Software & Data Management
The配套 software suite comprises two tightly coupled components: the Edge Firmware (v4.x, OTA-upgradable) and the Phenotype Intelligence Platform (PIP). The firmware implements on-device JPEG2000 compression, EXIF-embedded geotagging (WGS84), and failover buffering to onboard microSD. PIP provides role-based access control (RBAC), versioned analysis pipelines, and RESTful BrAPI v2.1 endpoints. All processing workflows—whether LAI estimation via deep U-Net segmentation or phenophase detection using temporal convolutional networks—are containerized (Docker) and reproducible via Singularity images.

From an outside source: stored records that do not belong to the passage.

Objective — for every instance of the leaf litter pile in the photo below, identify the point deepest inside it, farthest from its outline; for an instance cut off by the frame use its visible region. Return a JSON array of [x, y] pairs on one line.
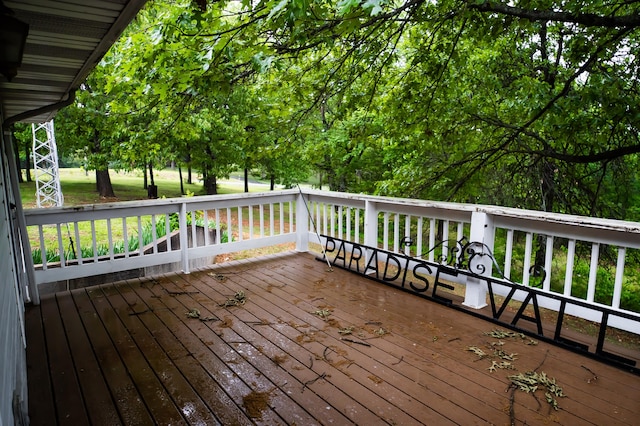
[[529, 382]]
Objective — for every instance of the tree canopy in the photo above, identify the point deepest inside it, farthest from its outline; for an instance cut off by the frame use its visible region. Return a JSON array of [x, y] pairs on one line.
[[530, 104]]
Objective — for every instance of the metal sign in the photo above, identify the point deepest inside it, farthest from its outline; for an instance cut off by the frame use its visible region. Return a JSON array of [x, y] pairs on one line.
[[468, 260]]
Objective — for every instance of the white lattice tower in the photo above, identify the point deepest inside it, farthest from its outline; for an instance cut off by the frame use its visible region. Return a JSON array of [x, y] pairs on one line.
[[45, 158]]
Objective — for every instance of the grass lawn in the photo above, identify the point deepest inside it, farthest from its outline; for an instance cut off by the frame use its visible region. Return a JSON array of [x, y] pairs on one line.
[[79, 187]]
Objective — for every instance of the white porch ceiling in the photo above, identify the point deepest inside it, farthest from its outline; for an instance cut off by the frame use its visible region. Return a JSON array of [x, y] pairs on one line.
[[67, 38]]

Audit logs meet FDA 21 CFR Part 11 requirements for electronic records and signatures, including operator authentication, change history, and electronic signature capture for report finalization.
Applications
- High-throughput germplasm screening across multi-environment trials (METs) for drought tolerance, heat resilience, or nitrogen-use efficiency traits.
- Longitudinal validation of QTLs and GWAS candidates under field-realistic G×E variance—supporting marker-assisted selection and genomic prediction model training.
- Phenological modeling for climate adaptation studies, including thermal time accumulation, vernalization response, and photoperiod sensitivity quantification.
- Calibration and ground-truthing of satellite- and UAV-based remote sensing indices (e.g., NDVI, PRI, CIrededge) at sub-meter spatial resolution.
- Regulatory phenotyping for OECD/CPVO variety testing, where objective, timestamped, auditable trait records are required for distinctness, uniformity, and stability (DUS) assessments.
FAQ
What is the minimum recommended plot spacing for reliable 360° coverage?
For optimal image resolution and geometric consistency, plots should be spaced ≥1.2 m apart center-to-center within the 3 m operational radius.
Can the system operate in extreme cold or high-humidity environments?
Yes—the camera housing and sensor enclosures meet IP66 ingress protection, and the battery management system includes low-temperature charge regulation down to −20°C.
Is raw image data accessible for custom algorithm development?
Absolutely. Full-resolution TIFF and RAW (DNG) files are available via S3-compatible object storage with programmatic API access.
How frequently are software updates released, and are they backward-compatible?
Firmware and PIP updates are issued quarterly, with LTS (Long-Term Support) versions maintained for 24 months. All updates preserve data schema integrity and API contract stability.
Does the system support integration with existing farm management software (e.g., Climate FieldView, Granular)?
Yes—via standardized ADAPT and AgGateway ADAPT-XML connectors, as well as custom webhook integrations for field boundary synchronization and treatment assignment mapping.